Obama Targets Backlog Of Veterans' Claims
The Obama administration is calling once again on federal employees to submit ideas on improving government services. This time, it is targeting the amount of time and effort it takes to process veterans' disability benefits.
The number of unresolved disability claims has soared this year, prompting protests from veterans groups and members of Congress. The American Legion suggested in late June that the number was approaching 1 million claims, but officials with the Department of Veterans Affairs dispute that figure.
Under the plans announced Monday by President Obama, rank-and-file employees with the VA's Veterans Benefits Administration will be asked to suggest, through a Web-based computer program, how to reduce the department's backlog. The VBA has about 18,400 employees, most of whom work at its 57 regional offices nationwide.

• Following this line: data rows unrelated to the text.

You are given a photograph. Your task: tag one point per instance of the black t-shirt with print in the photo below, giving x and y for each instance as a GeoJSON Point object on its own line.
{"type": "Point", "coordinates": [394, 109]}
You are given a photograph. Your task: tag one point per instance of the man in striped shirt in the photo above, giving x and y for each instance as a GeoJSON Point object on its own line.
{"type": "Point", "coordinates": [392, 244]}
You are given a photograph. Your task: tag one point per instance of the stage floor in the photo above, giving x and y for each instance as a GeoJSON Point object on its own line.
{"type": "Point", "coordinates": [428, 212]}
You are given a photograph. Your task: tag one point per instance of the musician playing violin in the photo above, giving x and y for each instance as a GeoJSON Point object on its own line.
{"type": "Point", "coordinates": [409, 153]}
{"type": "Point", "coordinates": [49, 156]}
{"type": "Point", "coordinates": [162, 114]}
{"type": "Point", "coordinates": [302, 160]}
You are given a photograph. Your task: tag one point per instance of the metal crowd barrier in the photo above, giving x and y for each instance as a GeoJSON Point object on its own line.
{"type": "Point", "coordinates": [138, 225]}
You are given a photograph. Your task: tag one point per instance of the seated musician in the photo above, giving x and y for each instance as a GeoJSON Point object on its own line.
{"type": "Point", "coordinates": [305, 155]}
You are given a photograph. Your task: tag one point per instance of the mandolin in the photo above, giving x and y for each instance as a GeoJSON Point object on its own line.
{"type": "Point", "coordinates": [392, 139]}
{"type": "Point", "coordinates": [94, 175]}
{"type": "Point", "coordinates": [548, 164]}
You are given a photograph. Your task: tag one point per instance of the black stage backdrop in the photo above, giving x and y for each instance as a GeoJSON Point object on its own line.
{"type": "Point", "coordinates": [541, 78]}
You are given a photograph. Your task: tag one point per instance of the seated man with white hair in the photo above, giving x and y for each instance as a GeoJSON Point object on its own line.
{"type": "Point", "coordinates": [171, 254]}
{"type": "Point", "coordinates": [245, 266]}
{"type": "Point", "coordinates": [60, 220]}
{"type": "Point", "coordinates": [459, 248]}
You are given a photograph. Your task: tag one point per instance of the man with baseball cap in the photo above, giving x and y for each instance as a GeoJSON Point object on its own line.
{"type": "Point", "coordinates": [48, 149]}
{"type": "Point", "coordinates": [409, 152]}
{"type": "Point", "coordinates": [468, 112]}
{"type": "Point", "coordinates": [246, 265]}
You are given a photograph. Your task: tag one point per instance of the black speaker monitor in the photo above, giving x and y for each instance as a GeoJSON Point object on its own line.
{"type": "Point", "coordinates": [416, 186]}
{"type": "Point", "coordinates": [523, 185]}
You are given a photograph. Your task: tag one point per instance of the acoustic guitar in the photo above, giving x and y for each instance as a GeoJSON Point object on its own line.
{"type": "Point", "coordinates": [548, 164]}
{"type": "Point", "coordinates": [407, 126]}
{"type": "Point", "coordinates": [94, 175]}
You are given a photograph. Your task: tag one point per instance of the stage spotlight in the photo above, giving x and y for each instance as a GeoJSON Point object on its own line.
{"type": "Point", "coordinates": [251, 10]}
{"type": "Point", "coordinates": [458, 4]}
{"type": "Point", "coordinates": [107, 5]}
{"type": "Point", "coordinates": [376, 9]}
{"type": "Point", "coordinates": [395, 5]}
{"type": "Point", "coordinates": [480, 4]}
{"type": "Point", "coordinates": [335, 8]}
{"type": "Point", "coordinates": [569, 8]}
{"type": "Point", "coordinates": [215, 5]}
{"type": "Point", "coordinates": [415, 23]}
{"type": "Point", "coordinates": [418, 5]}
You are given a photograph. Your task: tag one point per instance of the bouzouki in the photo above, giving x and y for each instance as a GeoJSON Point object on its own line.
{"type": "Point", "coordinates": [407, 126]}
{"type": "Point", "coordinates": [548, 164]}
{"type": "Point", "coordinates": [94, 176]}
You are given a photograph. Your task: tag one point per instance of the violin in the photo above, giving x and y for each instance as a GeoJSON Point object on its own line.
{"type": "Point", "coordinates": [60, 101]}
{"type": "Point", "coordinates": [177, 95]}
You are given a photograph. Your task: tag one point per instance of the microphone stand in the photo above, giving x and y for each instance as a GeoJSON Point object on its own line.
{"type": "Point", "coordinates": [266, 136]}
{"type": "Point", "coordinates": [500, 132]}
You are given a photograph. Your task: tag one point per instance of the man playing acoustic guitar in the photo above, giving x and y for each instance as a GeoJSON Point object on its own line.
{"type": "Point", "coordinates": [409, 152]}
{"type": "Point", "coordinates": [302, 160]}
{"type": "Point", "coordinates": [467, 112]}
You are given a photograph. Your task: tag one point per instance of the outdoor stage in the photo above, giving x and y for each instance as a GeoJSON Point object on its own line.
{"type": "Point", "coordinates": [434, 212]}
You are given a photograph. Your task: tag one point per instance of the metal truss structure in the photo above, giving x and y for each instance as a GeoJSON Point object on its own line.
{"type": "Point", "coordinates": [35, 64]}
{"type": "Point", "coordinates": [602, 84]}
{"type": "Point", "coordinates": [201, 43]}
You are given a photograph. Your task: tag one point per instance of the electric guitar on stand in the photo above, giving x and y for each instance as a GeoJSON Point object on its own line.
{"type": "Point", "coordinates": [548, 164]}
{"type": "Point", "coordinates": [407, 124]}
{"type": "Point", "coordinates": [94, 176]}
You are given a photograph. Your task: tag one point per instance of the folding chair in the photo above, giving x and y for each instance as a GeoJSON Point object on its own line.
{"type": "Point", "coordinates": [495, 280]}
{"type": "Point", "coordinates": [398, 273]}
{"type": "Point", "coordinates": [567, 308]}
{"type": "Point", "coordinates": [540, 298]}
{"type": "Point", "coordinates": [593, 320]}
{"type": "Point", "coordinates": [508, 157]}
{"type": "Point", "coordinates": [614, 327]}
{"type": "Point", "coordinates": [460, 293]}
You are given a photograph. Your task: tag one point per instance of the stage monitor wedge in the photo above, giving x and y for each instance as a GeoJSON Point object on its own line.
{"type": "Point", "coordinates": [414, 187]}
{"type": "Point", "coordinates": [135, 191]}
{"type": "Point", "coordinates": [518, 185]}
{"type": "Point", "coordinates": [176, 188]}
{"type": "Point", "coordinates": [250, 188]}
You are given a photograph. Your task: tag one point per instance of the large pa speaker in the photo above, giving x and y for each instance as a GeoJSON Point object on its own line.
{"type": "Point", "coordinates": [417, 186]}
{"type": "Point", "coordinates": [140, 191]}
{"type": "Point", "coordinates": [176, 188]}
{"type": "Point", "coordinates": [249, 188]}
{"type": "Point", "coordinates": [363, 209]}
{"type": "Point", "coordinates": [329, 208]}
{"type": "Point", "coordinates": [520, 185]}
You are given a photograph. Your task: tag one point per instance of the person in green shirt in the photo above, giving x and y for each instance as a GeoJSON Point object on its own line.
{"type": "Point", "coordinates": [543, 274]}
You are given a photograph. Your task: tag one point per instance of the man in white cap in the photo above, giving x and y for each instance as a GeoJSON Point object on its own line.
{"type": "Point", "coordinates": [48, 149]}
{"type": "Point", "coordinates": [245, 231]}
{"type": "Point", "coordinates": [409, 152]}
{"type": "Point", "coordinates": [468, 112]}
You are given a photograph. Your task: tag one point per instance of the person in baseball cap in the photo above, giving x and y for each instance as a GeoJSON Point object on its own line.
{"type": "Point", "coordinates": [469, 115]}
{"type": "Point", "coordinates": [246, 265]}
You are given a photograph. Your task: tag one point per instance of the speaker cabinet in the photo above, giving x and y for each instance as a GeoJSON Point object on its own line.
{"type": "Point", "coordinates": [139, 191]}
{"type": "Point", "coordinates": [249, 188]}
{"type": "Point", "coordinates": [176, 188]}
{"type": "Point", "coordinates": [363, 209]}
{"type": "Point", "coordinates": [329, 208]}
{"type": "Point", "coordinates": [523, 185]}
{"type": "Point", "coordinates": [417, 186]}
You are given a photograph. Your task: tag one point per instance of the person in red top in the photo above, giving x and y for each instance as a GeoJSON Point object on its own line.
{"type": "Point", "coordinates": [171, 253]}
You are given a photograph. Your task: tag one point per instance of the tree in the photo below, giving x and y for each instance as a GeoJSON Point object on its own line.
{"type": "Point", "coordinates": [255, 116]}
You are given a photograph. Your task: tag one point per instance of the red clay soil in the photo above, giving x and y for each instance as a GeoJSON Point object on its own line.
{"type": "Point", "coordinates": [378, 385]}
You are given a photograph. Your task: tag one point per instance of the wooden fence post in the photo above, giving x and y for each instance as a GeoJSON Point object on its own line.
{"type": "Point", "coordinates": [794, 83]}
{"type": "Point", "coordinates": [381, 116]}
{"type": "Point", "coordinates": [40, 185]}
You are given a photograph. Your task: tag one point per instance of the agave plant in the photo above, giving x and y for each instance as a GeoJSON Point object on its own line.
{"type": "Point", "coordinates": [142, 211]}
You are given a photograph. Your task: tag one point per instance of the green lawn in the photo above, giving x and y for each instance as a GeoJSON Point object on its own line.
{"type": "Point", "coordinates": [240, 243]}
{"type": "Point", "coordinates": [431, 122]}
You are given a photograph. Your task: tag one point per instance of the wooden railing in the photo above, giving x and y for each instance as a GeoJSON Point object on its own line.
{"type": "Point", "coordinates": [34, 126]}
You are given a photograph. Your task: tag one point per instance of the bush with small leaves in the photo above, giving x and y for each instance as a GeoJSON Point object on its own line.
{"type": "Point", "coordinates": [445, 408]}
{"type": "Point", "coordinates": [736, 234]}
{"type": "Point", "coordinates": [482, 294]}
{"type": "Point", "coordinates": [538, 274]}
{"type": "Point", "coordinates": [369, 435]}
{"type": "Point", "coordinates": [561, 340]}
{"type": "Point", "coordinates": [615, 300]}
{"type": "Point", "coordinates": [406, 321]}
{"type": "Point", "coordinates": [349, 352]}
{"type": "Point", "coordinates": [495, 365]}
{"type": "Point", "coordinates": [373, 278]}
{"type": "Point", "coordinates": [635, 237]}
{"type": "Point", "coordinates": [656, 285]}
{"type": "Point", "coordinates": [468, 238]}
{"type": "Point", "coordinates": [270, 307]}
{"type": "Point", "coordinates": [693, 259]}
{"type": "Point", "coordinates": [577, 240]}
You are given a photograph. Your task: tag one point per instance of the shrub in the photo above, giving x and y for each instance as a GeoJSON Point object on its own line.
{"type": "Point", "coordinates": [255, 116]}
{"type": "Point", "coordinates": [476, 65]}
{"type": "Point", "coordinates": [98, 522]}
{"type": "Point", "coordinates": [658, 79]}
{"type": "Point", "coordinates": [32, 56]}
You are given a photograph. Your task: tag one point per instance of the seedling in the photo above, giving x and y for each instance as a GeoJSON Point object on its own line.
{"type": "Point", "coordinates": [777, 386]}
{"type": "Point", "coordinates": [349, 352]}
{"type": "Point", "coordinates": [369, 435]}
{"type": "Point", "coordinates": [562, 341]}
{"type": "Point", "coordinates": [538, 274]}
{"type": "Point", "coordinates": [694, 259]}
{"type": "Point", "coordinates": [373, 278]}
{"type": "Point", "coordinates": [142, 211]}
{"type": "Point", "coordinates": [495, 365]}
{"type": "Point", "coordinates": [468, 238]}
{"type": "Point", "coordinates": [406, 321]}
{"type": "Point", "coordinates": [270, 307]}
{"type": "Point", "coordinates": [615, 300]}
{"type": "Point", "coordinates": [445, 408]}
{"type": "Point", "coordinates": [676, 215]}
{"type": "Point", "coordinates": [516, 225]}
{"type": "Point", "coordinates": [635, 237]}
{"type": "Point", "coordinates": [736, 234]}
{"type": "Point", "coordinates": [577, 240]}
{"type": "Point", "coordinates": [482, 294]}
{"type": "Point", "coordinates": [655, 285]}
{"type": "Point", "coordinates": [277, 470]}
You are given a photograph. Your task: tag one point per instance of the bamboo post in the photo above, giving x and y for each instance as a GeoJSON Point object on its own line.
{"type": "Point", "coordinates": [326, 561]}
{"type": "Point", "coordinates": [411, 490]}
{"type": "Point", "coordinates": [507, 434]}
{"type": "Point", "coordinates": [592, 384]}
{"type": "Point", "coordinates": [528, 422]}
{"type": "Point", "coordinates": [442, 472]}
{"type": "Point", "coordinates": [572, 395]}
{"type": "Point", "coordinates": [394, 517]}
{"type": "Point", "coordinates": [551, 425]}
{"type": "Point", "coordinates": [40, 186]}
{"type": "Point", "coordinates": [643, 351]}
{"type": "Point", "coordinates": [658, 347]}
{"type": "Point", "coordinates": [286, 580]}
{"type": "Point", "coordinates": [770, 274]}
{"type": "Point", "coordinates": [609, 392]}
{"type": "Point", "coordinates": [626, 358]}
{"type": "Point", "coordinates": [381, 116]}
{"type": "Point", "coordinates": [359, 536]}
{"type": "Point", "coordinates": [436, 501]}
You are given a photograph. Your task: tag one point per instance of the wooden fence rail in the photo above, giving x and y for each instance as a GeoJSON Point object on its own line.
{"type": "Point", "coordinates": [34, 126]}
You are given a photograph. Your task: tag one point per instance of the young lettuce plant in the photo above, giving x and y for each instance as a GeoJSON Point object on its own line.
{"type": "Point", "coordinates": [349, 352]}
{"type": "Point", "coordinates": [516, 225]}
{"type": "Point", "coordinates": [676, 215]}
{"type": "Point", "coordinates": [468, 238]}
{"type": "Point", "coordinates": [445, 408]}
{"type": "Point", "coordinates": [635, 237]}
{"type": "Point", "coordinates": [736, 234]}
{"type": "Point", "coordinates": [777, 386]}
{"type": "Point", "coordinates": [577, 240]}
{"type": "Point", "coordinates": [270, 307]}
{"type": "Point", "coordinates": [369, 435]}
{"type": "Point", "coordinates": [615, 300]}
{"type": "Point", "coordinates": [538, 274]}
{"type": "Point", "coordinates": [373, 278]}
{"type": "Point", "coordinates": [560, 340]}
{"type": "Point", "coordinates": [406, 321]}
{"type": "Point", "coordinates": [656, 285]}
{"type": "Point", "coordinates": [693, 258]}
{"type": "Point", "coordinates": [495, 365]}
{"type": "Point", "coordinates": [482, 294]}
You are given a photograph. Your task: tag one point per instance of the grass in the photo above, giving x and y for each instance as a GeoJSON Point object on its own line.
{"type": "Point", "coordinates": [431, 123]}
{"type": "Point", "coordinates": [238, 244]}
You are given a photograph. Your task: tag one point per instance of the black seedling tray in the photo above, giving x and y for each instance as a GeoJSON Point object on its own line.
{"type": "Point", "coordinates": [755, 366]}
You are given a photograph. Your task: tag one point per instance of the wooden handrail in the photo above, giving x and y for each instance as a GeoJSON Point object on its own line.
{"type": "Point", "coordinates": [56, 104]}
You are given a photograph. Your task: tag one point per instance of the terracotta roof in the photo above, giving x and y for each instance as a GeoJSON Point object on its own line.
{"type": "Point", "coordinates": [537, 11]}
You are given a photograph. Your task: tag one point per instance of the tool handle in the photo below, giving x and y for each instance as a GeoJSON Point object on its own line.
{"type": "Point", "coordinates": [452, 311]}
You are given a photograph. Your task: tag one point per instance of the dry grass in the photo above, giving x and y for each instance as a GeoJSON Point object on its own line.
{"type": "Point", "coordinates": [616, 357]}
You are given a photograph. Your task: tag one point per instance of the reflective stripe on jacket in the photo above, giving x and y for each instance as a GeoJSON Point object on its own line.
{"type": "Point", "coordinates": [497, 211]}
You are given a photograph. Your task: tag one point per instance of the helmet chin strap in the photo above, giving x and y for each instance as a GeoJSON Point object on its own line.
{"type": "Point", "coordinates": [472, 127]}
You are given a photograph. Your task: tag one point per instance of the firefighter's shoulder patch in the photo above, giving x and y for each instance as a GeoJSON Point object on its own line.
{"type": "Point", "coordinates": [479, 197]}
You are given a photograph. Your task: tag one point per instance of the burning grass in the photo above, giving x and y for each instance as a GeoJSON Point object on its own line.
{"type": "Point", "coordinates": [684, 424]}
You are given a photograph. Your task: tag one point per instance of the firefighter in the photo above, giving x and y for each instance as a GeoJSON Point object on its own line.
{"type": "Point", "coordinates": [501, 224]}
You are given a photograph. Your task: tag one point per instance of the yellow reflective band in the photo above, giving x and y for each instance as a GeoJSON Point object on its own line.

Top department officials will work with Chief Information Officer Vivek Kundra, Chief Performance Officer Jeffrey Zients and Chief Technology Officer Aneesh Chopra to pick the best suggestions and implement them by year's end.
The goal is "cut those backlogs, slash those wait times and deliver your benefits sooner," Obama told the Veterans of Foreign Wars at their national convention in Phoenix.
This is the second time Obama has called on Kundra, Zients and Chopra to quickly tackle a challenge. In June he gave them just 90 days to work with the U.S. Citizenship and Immigration Services on launching a new Web site that would provide immigration applicants updates on their status via text messages or e-mail. The site will launch in the coming weeks.
Chopra suggested Monday in an interview that working on such issues as immigration and veterans' services in a quick fashion helps the White House meet long-term policy goals.
"It makes coming to work very exciting when you can combine the broader policy debates around budgets and legislation and executive orders with tangible, operational, on-the-ground change," he said.
The plan Obama announced Monday is separate from an April request that all rank-and-file federal employees submit cost-saving ideas that could be incorporated into the federal budget. Details on that program are expected next month.
During his speech in Phoenix, Obama also noted that his proposed 2010 budget includes a 15 percent increase in VA funding, the largest such boost in more than 30 years.
"America's commitments to its veterans are not just lines in a budget. They are bonds that are sacrosanct, a sacred trust we are honor bound to uphold. And we will," he said.